In News: Researchers from IIT Madras developed a method for reading documents in Bharati script using a multi-lingual optical character recognition (OCR) scheme. Earlier they developed a unified script for nine Indian languages, named the Bharati Script. 

About Bharati Script:

  • It is an alternative script for the languages of India developed by a team at the Indian Institute of Technology (IIT) in Madras led by Dr. Srinivasa Chakravarthy.
  • Type of writing system: alphabet
  • Direction of writing: left to right in horizontal lines
  • Used to write: all major languages of India
  • The scripts that have been integrated include Devanagari, Bengali, Gurmukhi, Gujarati, Oriya, Telugu, Kannada, Malayalam and Tamil.
  • The Bharati characters are made up of three tiers stacked vertically. 
  • It has 17 vowels and 22 consonants.

A common script for the entire country is hoped to bring down many communication barriers in India.

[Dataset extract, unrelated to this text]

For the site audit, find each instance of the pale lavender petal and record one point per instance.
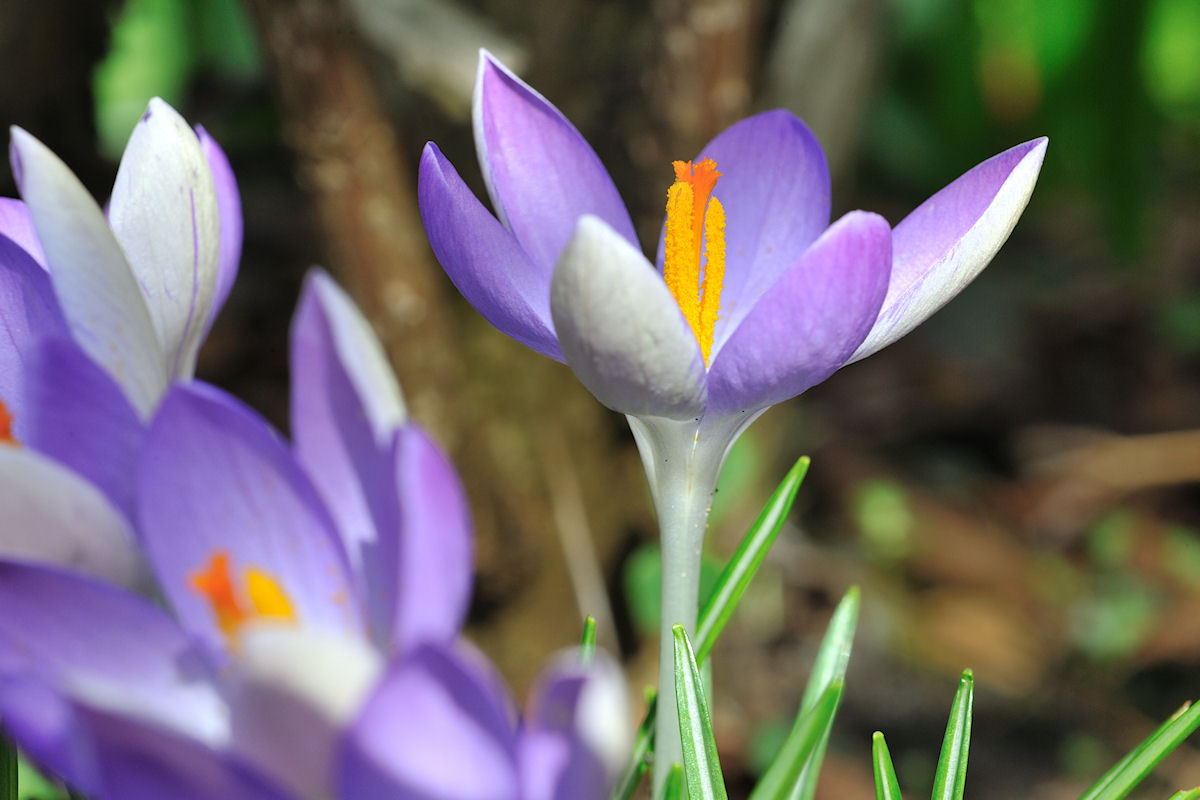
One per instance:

Optical Character Recognition (OCR) scheme:

  • The first step is separating (or segmenting) the document into text and non-text.
  • The text is then segmented into paragraphs, sentences, words and letters.
  • Each letter has to be recognised as a character in some recognisable format such as ASCII or Unicode.
  • The letter has various components such as the basic consonant, consonant modifiers, vowels etc.